Centennial has already tried to sell the systems, hiring Morgan Stanley Dean Witter & Co. in April 2002 to seek a buyer, but couldn’t find one at an acceptable price.

Adelphia Communications Corp. is the largest cable operator in Puerto Rico, with about 147,000 subscribers in and around San Juan. A group led by former FrontierVision Partners CEO James Vaughn made an unsolicited $625 million bid for those systems earlier this year.

Adelphia, now in Chapter 11 bankruptcy, is in the process of possibly auctioning off the entire company.

Otherwise, Liberty Media International has about 120,000 subscribers in 37 municipalities in the eastern, central and northern regions of the island.

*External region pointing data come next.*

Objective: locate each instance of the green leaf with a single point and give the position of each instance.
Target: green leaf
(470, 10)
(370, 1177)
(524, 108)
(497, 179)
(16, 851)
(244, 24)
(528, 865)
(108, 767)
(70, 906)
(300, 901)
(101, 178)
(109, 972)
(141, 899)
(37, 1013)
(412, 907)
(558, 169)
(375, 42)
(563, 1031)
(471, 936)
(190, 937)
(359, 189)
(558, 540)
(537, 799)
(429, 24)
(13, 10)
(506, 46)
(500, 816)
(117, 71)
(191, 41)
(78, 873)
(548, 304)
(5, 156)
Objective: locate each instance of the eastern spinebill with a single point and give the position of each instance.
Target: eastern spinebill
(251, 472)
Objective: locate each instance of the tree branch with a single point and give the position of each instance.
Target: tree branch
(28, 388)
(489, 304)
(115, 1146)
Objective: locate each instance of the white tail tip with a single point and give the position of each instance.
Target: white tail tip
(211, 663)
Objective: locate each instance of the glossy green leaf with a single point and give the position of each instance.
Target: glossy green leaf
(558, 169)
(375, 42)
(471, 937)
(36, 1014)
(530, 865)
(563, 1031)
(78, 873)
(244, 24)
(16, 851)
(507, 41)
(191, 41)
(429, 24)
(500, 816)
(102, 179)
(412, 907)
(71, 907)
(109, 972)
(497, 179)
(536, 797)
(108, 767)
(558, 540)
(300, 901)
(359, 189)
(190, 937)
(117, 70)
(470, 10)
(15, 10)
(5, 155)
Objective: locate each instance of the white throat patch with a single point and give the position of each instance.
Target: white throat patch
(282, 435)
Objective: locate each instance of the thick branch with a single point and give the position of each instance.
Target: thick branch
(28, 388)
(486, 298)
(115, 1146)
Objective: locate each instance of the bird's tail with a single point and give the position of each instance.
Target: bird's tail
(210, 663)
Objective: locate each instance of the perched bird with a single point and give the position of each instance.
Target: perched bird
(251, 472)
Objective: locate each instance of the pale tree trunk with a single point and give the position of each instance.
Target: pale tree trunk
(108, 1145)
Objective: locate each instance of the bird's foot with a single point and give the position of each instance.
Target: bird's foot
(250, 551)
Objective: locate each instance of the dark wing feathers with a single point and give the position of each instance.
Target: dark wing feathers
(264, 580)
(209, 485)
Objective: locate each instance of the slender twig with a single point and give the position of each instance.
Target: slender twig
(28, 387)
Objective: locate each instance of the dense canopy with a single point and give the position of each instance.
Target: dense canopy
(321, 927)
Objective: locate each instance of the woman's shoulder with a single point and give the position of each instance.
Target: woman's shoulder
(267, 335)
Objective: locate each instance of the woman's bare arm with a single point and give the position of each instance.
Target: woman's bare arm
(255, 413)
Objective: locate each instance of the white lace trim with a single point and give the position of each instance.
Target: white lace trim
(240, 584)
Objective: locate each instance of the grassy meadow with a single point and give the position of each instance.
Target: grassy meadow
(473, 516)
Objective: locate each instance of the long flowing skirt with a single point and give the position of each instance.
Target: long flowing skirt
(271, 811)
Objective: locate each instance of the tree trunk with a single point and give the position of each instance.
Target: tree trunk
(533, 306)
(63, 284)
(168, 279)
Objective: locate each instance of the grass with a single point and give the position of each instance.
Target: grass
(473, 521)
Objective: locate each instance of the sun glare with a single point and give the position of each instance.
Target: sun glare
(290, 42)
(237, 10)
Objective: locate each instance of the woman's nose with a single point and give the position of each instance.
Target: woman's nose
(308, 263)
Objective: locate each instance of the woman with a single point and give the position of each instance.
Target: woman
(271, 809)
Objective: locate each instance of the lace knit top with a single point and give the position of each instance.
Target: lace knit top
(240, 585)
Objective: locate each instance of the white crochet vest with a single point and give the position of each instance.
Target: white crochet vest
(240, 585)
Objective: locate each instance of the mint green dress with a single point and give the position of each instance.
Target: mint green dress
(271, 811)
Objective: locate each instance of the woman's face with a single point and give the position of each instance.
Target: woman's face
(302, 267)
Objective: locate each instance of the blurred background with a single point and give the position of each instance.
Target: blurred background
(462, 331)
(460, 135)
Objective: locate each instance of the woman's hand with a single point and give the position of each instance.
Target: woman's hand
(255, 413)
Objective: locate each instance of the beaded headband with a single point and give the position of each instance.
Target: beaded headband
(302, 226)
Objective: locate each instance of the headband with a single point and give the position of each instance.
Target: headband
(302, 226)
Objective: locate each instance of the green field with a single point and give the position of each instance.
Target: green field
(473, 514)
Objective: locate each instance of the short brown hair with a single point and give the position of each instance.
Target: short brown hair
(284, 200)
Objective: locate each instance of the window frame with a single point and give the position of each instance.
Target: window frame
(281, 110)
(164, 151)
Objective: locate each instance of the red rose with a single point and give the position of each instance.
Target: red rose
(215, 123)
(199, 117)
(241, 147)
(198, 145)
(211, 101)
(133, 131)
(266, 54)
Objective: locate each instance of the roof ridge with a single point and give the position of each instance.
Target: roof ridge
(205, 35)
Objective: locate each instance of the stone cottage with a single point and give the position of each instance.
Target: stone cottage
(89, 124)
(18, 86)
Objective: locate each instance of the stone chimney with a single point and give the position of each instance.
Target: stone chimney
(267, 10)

Hicks, Muse partner Peter Brodsky said the initial focus will be on stepping up marketing and customer service at the Centennial systems.

“We’re buying the company predicated on keeping it independent, adding value where we feel we can add and, then when our value-add is done, looking to exit,” he said.


But consolidating the island has its appeals, he said.

“Obviously it’s very, very attractive to consolidate systems. If you consolidate headends, there would be a tremendous amount of synergy either between two or among all three of those companies. We will remain opportunistic about that, either as a buyer or a seller. But our plan is to put our heads down, operate the company, provide the best service we can to our customers and try and create value that way. If some other opportunities come across our desks, we will definitely explore those.”

Centennial launched high-speed service recently and has about 5,000 customers for that service. “We believe the demographics in our area of Puerto Rico will be very interested in having the high-speed data product, based on our experience in other economies,” Brodsky said.

Hicks, Muse has stakes in other cable systems in Latin America, including Argentina, Venezuela and Brazil.

The Centennial systems have lost about 20,000 subscribers since 2000, but Brodsky said that’s not expected to continue.

An all-digital conversion a few years ago caused the company to lose some subscribers during early construction efforts — but those customers could come back with a renewed marketing effort.

“We don’t think that this third of the island is substantially different from the other third,” Brodsky said.